Men who commit domestic violence may be suffering a form of panic attack that they direct against their partners, according to one of Britain's most respected experts in the field of domestic abuse.
Dr Elizabeth Gilchrist will launch a five-year, £1 million research project later this year to attempt to prove her initial research findings, which indicate that acts of domestic violence are a defence response to undetected panic attacks.
'I am very clear that there is no excuse for domestic violence,' said Gilchrist, a forensic psychologist at Coventry University who has worked with domestic violence offenders for 16 years. 'This is about looking for effective ways of intervention to make women and children safer.
'I'm aware that our findings could initially look controversial, but the failure of current treatment programmes to stop perpetrators re-offending is evidence enough that we need to look at the issue with fresh eyes.'
Gilchrist's findings have been criticised by campaigners against domestic violence, who fear they will be used by offenders to absolve them of responsibility for their crime.
'This is exactly the sort of dangerous claim that is used by both offenders and victims of abuse to shift responsibility for the crime away from the perpetrator,' said Linda Regan of the Child and Women Abuse Studies Unit at London Metropolitan University. 'If this is true, then why don't the perpetrators hit their bosses and friends as well? Why is it only their partners who get attacked?'
Recent research on jailed offenders in America has found that those committing domestic violence experience sensations, immediately before and during an act of violence, similar to those felt by people having panic attacks.
The research, carried out by Dr David George at the National Institute on Alcohol Abuse and Alcoholism, also showed that the brain mechanisms of offenders that are activated during defensive aggression are similar to those triggered during a panic attack.
Both Gilchrist and the co-author of her study, Dr Ian Mitchell, a neuropsychologist at the University of Birmingham, believe offenders have one of two psychological profiles.

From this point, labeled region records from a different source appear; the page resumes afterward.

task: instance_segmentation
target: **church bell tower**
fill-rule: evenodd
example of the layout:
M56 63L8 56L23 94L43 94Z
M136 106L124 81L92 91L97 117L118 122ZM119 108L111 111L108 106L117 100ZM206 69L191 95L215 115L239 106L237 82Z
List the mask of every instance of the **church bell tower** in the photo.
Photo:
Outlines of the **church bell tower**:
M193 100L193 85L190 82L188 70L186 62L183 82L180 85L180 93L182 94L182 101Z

Seventy-five per cent register as antisocial narcissists, who attack women in order to exert power. Others are borderline dysphoric, who abuse their partners in an unplanned, spontaneous and reactive manner.
'We need to have a full and frank discussion about domestic violence if we are ever going to have a chance of stopping it,' said Gilchrist. 'Of course, these men need to have a distorted view of women for a panic attack to result in physical aggression, but that doesn't mean there isn't some further reason why their panic sparks such an extreme response.'
The study, which will focus on 500 imprisoned offenders, will first determine whether there is a subgroup of domestic violence perpetrators who are particularly susceptible to panic attacks. If so, Gilchrist and Mitchell will investigate whether there is a form of medical intervention that could suppress the likelihood of a panic attack triggering an aggressive reaction.
Mitchell warns, however, that any treatment will be difficult to administer because panic responses are notoriously difficult to suppress and because, over time, they become more extreme, so any treatment would need to be continually adjusted.